A spidery old man stood there, regarding them out of watery blue eyes. He had an eagle beak of a nose over a mouth that didn’t seem to exist at all until he spoke, when knife-thin lips parted a fraction of an inch.
“Gentlemen, allow me to introduce myself. I am Harlik Haygar!”
It was a bombshell. The three with guns leaped to their feet with faces going either pale or red according to their blood-reactions to shock. They stared at the spidery old man with death in their eyes.
“You can prove that, perhaps?” said Shan softly.
“Certainly! By this.”
The spidery old man took out a gold medallion.
“This is all a lie!” panted the Harlik Haygar who had been playing host. “This man is an imposter! I swear it! I am Harlik Haygar!”
Von Bolen, gun steady in his right hand, reached for the medallion with his left. He looked at it, stepped with it to the table where his hat reposed, and dropped the coin on the hardwood surface. Its clear ring sounded.

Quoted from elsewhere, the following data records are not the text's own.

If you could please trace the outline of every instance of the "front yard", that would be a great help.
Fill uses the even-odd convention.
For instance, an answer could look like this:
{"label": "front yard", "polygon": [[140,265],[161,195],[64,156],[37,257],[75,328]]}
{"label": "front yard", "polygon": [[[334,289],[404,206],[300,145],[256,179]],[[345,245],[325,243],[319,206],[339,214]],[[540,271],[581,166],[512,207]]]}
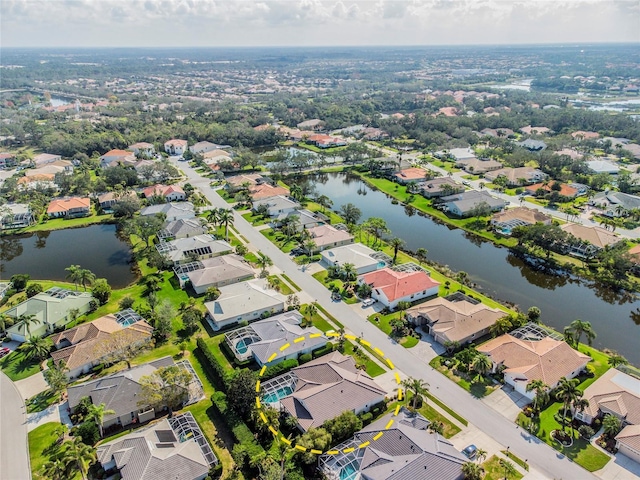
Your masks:
{"label": "front yard", "polygon": [[453,359],[438,356],[431,360],[429,362],[429,365],[435,368],[438,372],[442,373],[445,377],[449,378],[453,382],[456,382],[474,397],[486,397],[491,392],[500,387],[500,384],[496,385],[491,377],[484,377],[481,381],[478,381],[477,379],[471,379],[467,374],[463,372],[458,372],[457,370],[454,372],[453,368],[450,368],[450,366],[447,366],[444,363],[447,360],[451,360],[453,362]]}
{"label": "front yard", "polygon": [[393,312],[393,313],[388,313],[386,315],[374,313],[373,315],[369,316],[368,320],[370,323],[378,327],[380,330],[382,330],[384,333],[386,333],[390,337],[396,338],[398,343],[402,345],[404,348],[415,347],[420,341],[419,338],[416,338],[412,335],[405,335],[405,336],[398,337],[393,332],[393,327],[391,326],[391,322],[393,320],[400,319],[402,314],[403,314],[402,312]]}

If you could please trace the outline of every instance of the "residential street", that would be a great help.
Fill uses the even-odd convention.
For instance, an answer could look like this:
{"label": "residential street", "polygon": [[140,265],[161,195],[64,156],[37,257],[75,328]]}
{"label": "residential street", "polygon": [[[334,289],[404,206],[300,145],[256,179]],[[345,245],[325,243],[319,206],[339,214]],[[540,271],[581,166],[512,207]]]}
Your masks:
{"label": "residential street", "polygon": [[0,477],[31,478],[26,408],[15,384],[0,372]]}
{"label": "residential street", "polygon": [[[200,177],[186,162],[174,164],[187,176],[188,181],[202,191],[216,207],[229,208],[227,204],[209,186],[209,180]],[[364,338],[373,346],[381,349],[395,364],[396,368],[407,376],[423,378],[430,385],[430,391],[446,401],[455,411],[465,417],[475,427],[485,432],[495,441],[509,447],[510,451],[522,459],[526,459],[537,471],[549,478],[594,479],[597,478],[580,466],[568,460],[564,455],[542,443],[536,437],[522,431],[514,423],[493,410],[479,399],[458,387],[443,375],[434,371],[427,361],[416,358],[409,350],[392,341],[379,329],[358,316],[344,303],[333,302],[329,291],[308,273],[301,271],[291,258],[281,252],[274,244],[254,229],[244,218],[234,212],[235,229],[251,243],[251,245],[268,255],[275,266],[291,278],[311,298],[322,305],[329,313],[338,318],[352,332],[364,333]],[[417,348],[417,347],[416,347]]]}

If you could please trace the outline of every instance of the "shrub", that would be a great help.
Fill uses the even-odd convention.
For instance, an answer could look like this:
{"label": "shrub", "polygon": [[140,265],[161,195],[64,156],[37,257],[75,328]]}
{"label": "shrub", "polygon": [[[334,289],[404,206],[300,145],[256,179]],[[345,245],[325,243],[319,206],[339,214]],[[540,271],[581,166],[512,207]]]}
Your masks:
{"label": "shrub", "polygon": [[310,362],[312,358],[313,357],[311,356],[310,353],[303,353],[302,355],[300,355],[298,357],[298,363],[300,363],[300,365],[302,365],[303,363]]}
{"label": "shrub", "polygon": [[522,192],[524,192],[524,188],[522,187],[516,188],[516,195],[520,195]]}
{"label": "shrub", "polygon": [[589,440],[595,435],[593,428],[591,428],[589,425],[581,425],[580,428],[578,428],[578,432],[580,433],[580,436],[585,440]]}
{"label": "shrub", "polygon": [[100,440],[100,432],[95,422],[82,422],[77,427],[73,428],[72,435],[74,437],[81,437],[82,443],[86,445],[95,445]]}
{"label": "shrub", "polygon": [[42,292],[42,285],[39,283],[32,283],[27,287],[27,298],[31,298]]}
{"label": "shrub", "polygon": [[271,365],[267,367],[262,375],[262,380],[269,380],[270,378],[277,377],[278,375],[282,375],[285,372],[288,372],[292,368],[295,368],[299,365],[298,360],[295,358],[291,358],[289,360],[284,360],[280,363],[276,363],[275,365]]}
{"label": "shrub", "polygon": [[127,295],[122,300],[120,300],[120,303],[118,303],[118,307],[120,307],[120,310],[126,310],[127,308],[133,307],[134,302],[135,300]]}
{"label": "shrub", "polygon": [[27,282],[31,277],[26,273],[19,273],[11,277],[11,284],[18,292],[27,288]]}
{"label": "shrub", "polygon": [[369,425],[371,423],[371,421],[373,420],[373,413],[371,413],[371,412],[363,413],[360,416],[360,419],[362,420],[362,424],[363,425]]}
{"label": "shrub", "polygon": [[327,344],[324,347],[316,348],[315,350],[313,350],[311,352],[311,356],[313,358],[318,358],[323,355],[326,355],[327,353],[333,352],[333,349],[334,349],[333,343],[327,342]]}
{"label": "shrub", "polygon": [[196,340],[196,355],[205,367],[205,371],[209,374],[209,378],[213,382],[214,386],[222,391],[227,390],[227,372],[225,372],[222,365],[218,362],[216,357],[211,353],[209,347],[202,338]]}

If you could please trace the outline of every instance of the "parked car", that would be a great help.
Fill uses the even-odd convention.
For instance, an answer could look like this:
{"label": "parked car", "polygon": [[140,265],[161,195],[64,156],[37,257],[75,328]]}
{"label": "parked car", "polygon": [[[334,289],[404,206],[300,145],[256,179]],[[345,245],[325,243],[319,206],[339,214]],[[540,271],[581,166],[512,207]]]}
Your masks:
{"label": "parked car", "polygon": [[373,298],[365,298],[362,301],[362,308],[367,308],[370,307],[371,305],[373,305],[374,303],[376,303],[376,301]]}
{"label": "parked car", "polygon": [[0,358],[2,357],[6,357],[7,355],[9,355],[11,353],[11,350],[8,349],[7,347],[2,347],[0,348]]}
{"label": "parked car", "polygon": [[338,292],[333,292],[331,294],[331,300],[333,300],[334,302],[339,302],[340,300],[342,300],[342,295],[340,295]]}
{"label": "parked car", "polygon": [[467,187],[470,187],[470,186],[471,186],[471,182],[469,182],[469,181],[467,181],[467,180],[463,180],[463,181],[462,181],[462,184],[463,184],[463,185],[466,185]]}
{"label": "parked car", "polygon": [[465,448],[462,451],[462,453],[464,453],[464,455],[467,458],[475,458],[475,456],[478,454],[478,447],[476,447],[475,445],[471,444],[467,448]]}

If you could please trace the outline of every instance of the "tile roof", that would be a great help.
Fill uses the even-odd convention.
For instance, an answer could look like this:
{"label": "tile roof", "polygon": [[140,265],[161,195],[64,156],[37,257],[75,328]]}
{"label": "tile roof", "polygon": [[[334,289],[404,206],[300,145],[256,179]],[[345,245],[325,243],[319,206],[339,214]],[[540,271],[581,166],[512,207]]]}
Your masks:
{"label": "tile roof", "polygon": [[262,198],[275,197],[276,195],[289,195],[289,190],[280,186],[269,185],[263,183],[261,185],[252,185],[249,187],[249,193],[252,200],[260,200]]}
{"label": "tile roof", "polygon": [[307,230],[317,247],[353,240],[353,235],[331,225],[318,225]]}
{"label": "tile roof", "polygon": [[161,203],[159,205],[149,205],[140,210],[140,215],[155,215],[157,213],[164,213],[168,220],[196,216],[195,207],[191,202]]}
{"label": "tile roof", "polygon": [[640,452],[640,425],[627,425],[616,435],[616,440],[620,445]]}
{"label": "tile roof", "polygon": [[238,281],[254,275],[253,269],[238,255],[207,258],[202,260],[202,264],[204,268],[187,274],[194,287],[230,280]]}
{"label": "tile roof", "polygon": [[504,364],[505,372],[520,373],[528,382],[542,380],[550,387],[590,359],[568,343],[551,337],[531,341],[505,334],[480,345],[478,351],[489,355],[493,363]]}
{"label": "tile roof", "polygon": [[491,223],[505,223],[512,220],[522,220],[533,225],[535,223],[550,223],[551,216],[527,207],[508,208],[498,212],[491,217]]}
{"label": "tile roof", "polygon": [[168,222],[162,229],[164,237],[185,237],[207,233],[207,228],[198,218],[180,218]]}
{"label": "tile roof", "polygon": [[297,377],[295,391],[280,404],[306,431],[347,410],[382,400],[385,391],[358,370],[353,357],[333,352],[291,370]]}
{"label": "tile roof", "polygon": [[320,252],[322,258],[327,263],[333,265],[343,266],[345,263],[350,263],[356,270],[360,268],[370,267],[377,265],[378,260],[373,258],[375,250],[363,245],[361,243],[352,243],[350,245],[343,245],[341,247],[330,248]]}
{"label": "tile roof", "polygon": [[158,184],[143,189],[142,193],[146,198],[153,197],[154,195],[166,197],[167,195],[170,195],[172,193],[182,193],[184,195],[184,190],[179,185]]}
{"label": "tile roof", "polygon": [[91,208],[89,197],[69,197],[52,200],[47,207],[47,213],[68,212],[74,208]]}
{"label": "tile roof", "polygon": [[[538,189],[545,190],[546,192],[553,192],[553,188],[551,188],[553,183],[555,182],[549,182],[546,185],[544,183],[535,183],[525,187],[525,190],[531,194],[535,194]],[[558,193],[564,197],[575,197],[578,194],[578,189],[570,187],[566,183],[561,183],[560,191]]]}
{"label": "tile roof", "polygon": [[283,307],[286,300],[259,278],[220,287],[220,296],[204,306],[214,322],[224,322],[249,312]]}
{"label": "tile roof", "polygon": [[405,168],[400,172],[394,174],[394,176],[400,181],[409,181],[409,180],[424,180],[427,171],[424,168]]}
{"label": "tile roof", "polygon": [[100,158],[119,158],[119,157],[130,157],[131,156],[131,152],[128,150],[118,150],[118,149],[114,149],[114,150],[109,150],[107,153],[105,153],[104,155],[102,155]]}
{"label": "tile roof", "polygon": [[167,145],[174,145],[174,146],[185,146],[187,145],[189,142],[187,140],[180,140],[177,138],[174,138],[172,140],[167,140],[166,142],[164,142],[165,146]]}
{"label": "tile roof", "polygon": [[360,278],[373,288],[382,290],[390,302],[440,285],[423,271],[396,272],[390,268],[365,273]]}
{"label": "tile roof", "polygon": [[589,401],[585,412],[591,417],[604,406],[626,422],[640,425],[640,379],[611,368],[585,389],[583,398]]}
{"label": "tile roof", "polygon": [[51,341],[54,345],[57,345],[66,340],[73,345],[96,338],[100,333],[110,334],[121,329],[122,326],[117,322],[115,315],[108,314],[92,322],[82,323],[77,327],[57,333],[51,337]]}
{"label": "tile roof", "polygon": [[607,245],[614,245],[621,240],[620,237],[613,232],[597,226],[589,227],[579,223],[565,223],[561,225],[560,228],[578,240],[589,242],[600,248],[604,248]]}

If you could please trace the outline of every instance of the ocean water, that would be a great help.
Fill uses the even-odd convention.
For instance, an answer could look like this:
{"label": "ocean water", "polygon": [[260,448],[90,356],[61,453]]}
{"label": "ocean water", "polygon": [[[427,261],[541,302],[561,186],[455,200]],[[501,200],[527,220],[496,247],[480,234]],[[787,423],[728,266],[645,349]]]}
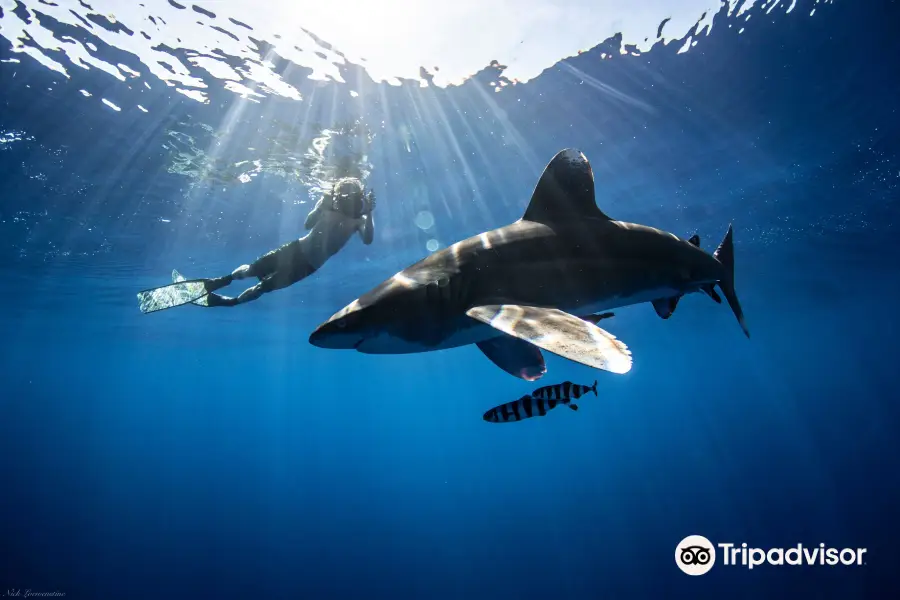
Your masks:
{"label": "ocean water", "polygon": [[[0,2],[0,594],[895,597],[897,2],[145,4]],[[750,339],[617,309],[629,373],[546,353],[598,397],[499,425],[537,385],[474,347],[309,344],[567,147],[614,219],[733,223]],[[302,235],[341,160],[372,245],[139,312]],[[867,551],[692,577],[689,535]]]}

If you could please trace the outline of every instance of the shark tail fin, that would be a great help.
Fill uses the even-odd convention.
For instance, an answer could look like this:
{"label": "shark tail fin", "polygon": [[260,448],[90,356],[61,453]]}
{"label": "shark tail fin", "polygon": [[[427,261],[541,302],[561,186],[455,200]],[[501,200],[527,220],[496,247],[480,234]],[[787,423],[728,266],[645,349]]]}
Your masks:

“That is my medallion,” panted the man in whose rooms they stood. “It was stolen from me. That is the truth. On the street I was robbed. I got the man who robbed me and the man to whom he sold the medallion. But I could not recover the gold coin itself. But that is mine—”
His voice died as he stared from face to face of the four men.
In Shan’s eyes was almost a dreamy look as his dark finger tightened a little on the revolver’s trigger. Sharnoff’s eyes were like small stones as his derringer shoved forward a little like the head of a snake about to strike. Von Bolen’s eyes held no emotion at all, but the gun in the Prussian’s hand settled back a fraction of an inch.
“This man is the imposter,” pleaded the younger Harlik, pointing with a shaking finger at the spidery old fellow. “He holds a medallion stolen from me. Believe me! Say something!”
The four were closing in on him. The latest comer, coin still in his hand, had a gun out, too, now. He was grinning just a little, knife-edge lips showing a thin glint of yellowed, snaggly teeth.
“Help—”
Just the one cry ripped out. Then four guns spoke! And each was pressed tight against the victim’s body. Four reports, sickeningly muffled.
“There has been noise,” suggested Sharnoff, blowing lightly over the muzzle of the little derringer.
“Better to go,” said von Bolen in his guttural tone. “We know where next we shall see each other. It seems that this imposter who had everything but his identifying medallion”—he looked expressionlessly at the dead man—“got in touch also with Carmella Haygar. So, doubtless, she will join us at our final destination. Shall we leave — and separate for the moment?”
The four filed out, walking calmly out at different times and taking different directions.